The differential equation of the family of all circles of radius 'a' is

• A. $y_1y_2 + (1+y_1^2)=a$
• B. $(1+y_1^2)^3 = a^2y_2^2$
• C. $1+y_1^2 = y_2^2+a^2$
• D. $y_2^2+1 = y_1^2+a^2$

Hint:

The differential equation of a family of curves can often be found from a defining geometric property.
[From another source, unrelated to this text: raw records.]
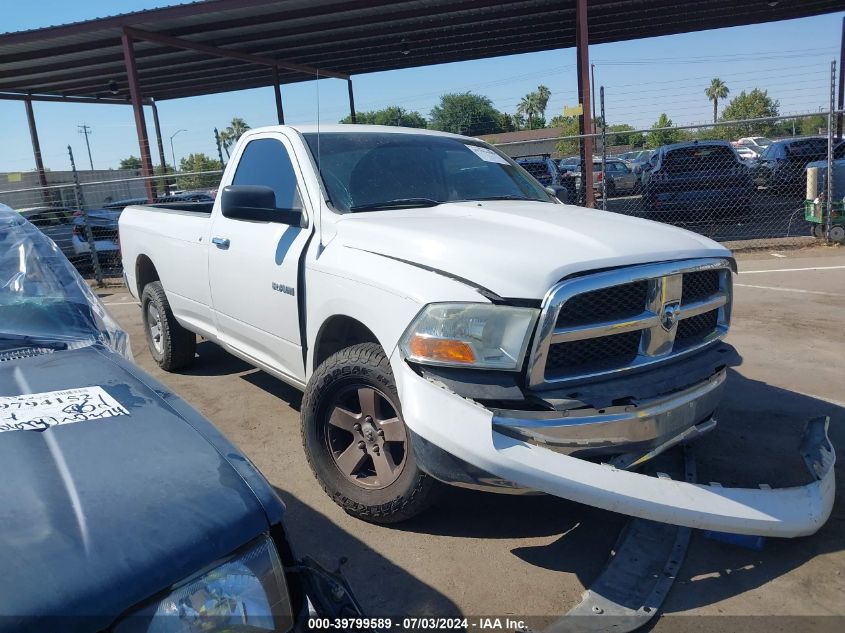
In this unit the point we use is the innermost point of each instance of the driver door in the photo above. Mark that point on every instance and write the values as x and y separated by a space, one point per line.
254 266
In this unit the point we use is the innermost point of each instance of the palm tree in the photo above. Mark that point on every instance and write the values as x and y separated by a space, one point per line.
231 134
543 94
715 91
528 107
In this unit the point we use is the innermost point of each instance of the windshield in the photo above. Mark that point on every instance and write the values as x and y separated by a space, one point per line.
698 157
367 171
44 303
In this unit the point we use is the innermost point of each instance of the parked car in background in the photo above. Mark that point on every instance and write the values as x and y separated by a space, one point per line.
547 173
120 205
636 159
781 167
746 153
757 143
697 181
104 231
122 508
57 223
448 319
620 177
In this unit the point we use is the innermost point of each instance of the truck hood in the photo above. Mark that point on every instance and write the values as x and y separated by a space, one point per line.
518 249
100 515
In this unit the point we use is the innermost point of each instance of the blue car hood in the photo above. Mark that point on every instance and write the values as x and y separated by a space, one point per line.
97 516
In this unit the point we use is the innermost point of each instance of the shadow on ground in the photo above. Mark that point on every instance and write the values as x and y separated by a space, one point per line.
756 441
383 588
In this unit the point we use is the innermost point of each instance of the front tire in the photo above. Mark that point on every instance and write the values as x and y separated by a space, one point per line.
356 441
171 346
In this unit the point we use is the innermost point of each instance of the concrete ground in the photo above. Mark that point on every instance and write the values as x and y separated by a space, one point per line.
481 554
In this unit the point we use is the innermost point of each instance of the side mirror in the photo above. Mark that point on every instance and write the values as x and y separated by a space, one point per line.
256 203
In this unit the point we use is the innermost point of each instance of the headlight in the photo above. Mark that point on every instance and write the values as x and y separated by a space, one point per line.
246 592
469 335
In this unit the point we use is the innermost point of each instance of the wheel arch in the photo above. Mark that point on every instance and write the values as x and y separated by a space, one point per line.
145 273
338 332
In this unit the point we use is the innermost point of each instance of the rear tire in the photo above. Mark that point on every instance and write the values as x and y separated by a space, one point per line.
351 423
171 346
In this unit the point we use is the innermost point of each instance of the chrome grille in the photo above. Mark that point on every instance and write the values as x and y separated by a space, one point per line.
617 302
614 321
594 353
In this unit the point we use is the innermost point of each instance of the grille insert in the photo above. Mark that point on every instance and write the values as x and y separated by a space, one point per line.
695 329
606 304
613 321
699 285
593 354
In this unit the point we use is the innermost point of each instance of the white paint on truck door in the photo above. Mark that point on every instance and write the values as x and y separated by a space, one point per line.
253 266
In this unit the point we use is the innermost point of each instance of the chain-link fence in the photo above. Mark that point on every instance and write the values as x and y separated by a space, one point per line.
755 181
79 211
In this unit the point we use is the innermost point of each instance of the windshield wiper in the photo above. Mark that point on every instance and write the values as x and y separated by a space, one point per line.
399 203
508 198
30 341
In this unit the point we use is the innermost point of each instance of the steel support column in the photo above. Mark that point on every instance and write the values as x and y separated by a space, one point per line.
138 109
351 99
841 100
280 112
158 139
36 146
585 122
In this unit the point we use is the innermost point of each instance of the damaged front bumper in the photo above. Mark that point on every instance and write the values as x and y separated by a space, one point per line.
464 429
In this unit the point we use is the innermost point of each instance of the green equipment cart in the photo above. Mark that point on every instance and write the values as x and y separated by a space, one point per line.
815 212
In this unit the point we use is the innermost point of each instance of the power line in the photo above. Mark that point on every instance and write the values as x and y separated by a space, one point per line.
86 130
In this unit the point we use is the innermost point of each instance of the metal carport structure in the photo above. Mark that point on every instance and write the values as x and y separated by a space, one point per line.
224 45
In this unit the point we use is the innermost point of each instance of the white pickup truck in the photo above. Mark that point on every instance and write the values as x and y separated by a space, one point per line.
450 320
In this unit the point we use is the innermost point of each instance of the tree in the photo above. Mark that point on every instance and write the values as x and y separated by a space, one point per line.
466 113
715 91
659 136
811 125
393 115
623 134
533 107
199 162
568 128
132 162
232 133
756 104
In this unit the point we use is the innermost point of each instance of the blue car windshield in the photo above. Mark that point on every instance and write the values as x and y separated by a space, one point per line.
43 300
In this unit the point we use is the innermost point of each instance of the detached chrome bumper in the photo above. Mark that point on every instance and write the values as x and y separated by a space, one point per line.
630 428
464 429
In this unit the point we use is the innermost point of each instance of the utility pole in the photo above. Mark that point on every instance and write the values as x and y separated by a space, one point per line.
593 92
86 130
219 148
172 152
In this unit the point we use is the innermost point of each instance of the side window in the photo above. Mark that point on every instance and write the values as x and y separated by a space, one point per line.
265 162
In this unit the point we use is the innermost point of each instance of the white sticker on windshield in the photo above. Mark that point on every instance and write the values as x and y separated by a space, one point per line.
40 411
486 154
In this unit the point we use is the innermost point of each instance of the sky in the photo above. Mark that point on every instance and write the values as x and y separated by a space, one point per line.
642 78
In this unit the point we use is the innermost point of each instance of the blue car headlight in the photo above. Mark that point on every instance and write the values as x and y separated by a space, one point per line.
245 592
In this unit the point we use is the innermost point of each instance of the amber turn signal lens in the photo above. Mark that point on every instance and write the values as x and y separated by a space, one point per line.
438 349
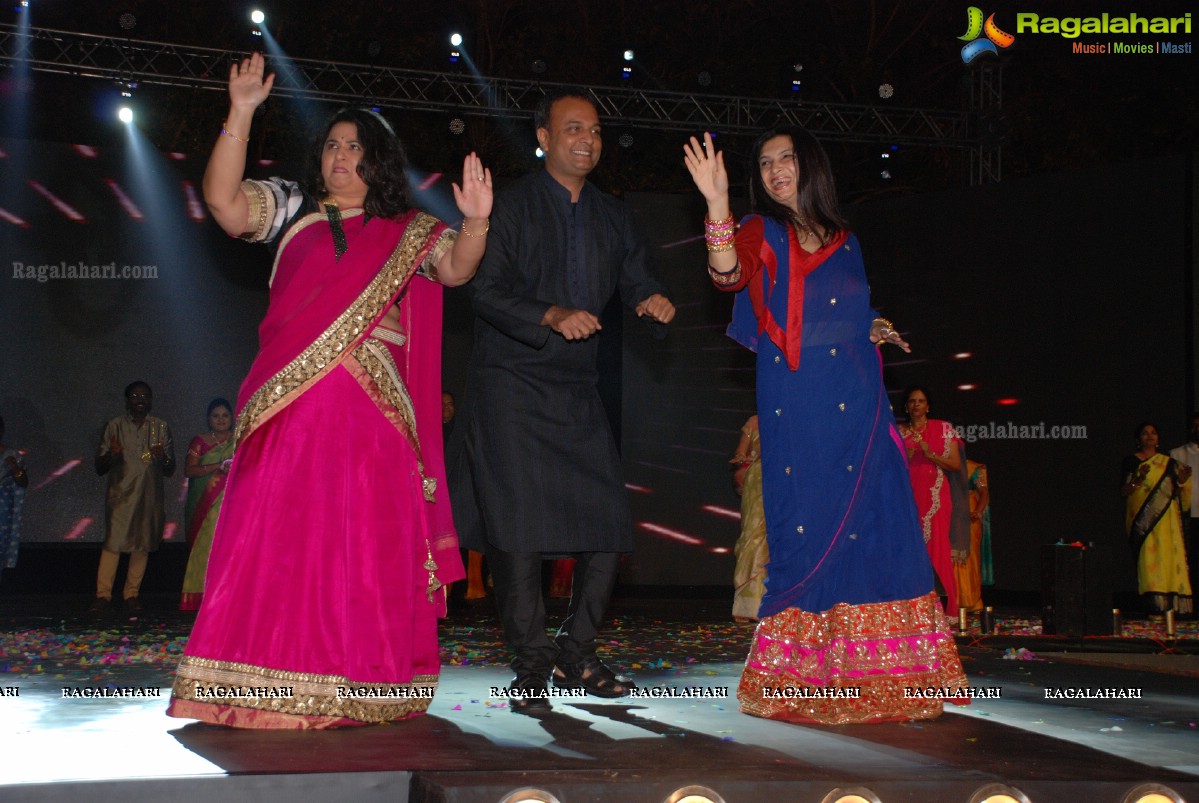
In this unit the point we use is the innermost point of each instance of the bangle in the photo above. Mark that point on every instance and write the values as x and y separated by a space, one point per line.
725 277
229 133
487 227
719 235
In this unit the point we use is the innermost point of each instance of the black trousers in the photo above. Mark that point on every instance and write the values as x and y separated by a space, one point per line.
522 607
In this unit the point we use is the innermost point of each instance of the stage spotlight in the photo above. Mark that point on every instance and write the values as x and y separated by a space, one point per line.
851 795
1152 794
529 795
693 795
999 794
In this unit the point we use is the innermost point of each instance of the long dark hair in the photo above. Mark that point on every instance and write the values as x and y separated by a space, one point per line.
384 167
817 188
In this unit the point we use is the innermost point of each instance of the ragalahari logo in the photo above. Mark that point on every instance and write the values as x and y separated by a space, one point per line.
977 44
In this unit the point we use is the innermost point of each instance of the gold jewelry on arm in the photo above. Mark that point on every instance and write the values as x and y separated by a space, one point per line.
725 277
230 134
487 227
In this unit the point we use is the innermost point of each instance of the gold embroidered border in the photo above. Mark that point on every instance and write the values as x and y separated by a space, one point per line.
881 699
343 333
311 695
300 225
374 369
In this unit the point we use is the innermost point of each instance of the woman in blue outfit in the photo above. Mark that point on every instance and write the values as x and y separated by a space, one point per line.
849 620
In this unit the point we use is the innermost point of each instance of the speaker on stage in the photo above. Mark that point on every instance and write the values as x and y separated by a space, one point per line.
1101 579
1062 590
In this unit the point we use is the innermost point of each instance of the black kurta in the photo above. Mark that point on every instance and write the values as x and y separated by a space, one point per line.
532 464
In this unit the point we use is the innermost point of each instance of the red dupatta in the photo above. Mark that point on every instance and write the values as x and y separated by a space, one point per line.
767 236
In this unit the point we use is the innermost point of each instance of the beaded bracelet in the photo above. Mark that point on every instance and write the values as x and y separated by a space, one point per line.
229 133
725 277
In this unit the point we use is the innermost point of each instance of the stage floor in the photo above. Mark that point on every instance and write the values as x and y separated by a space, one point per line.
470 747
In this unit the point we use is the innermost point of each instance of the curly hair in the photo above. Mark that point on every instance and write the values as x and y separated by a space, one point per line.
384 167
818 191
546 104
For a family of circles with a constant radius, the key property is that their radius of curvature is constant and equal to the radius of the circle.

Answer 1

The Correct Option is B

Step 1: Relate the differential equation to a geometric property.
The family of all circles of a fixed radius 'a' has a constant radius of curvature equal to 'a'. The formula for the radius of curvature, $\rho$, for a curve given by $y=f(x)$ is: \[ \rho = \frac{[1 + (y')^2]^{3/2}}{|y''|}. \] where $y' = \frac{dy}{dx}$ and $y'' = \frac{d^2y}{dx^2}$.

Step 2: Apply the condition for the family of circles.
For any circle in the family, the radius of curvature is constant and equal to its radius, 'a'. So, we set $\rho = a$. \[ a = \frac{[1 + (y')^2]^{3/2}}{|y''|}. \]

Step 3: Rearrange the equation to match the options.
Move $|y''|$ to the other side: \[ a |y''| = [1 + (y')^2]^{3/2}. \] Square both sides to eliminate the square root and the absolute value: \[ a^2 (y'')^2 = ([1 + (y')^2]^{3/2})^2. \] \[ a^2 (y'')^2 = [1 + (y')^2]^3. \]

Step 4: Rewrite the equation using the notation $y_1$ and $y_2$.
Using the standard notation $y_1 = y'$ and $y_2 = y''$, the differential equation is: \[ a^2 y_2^2 = (1+y_1^2)^3. \] This matches option (B).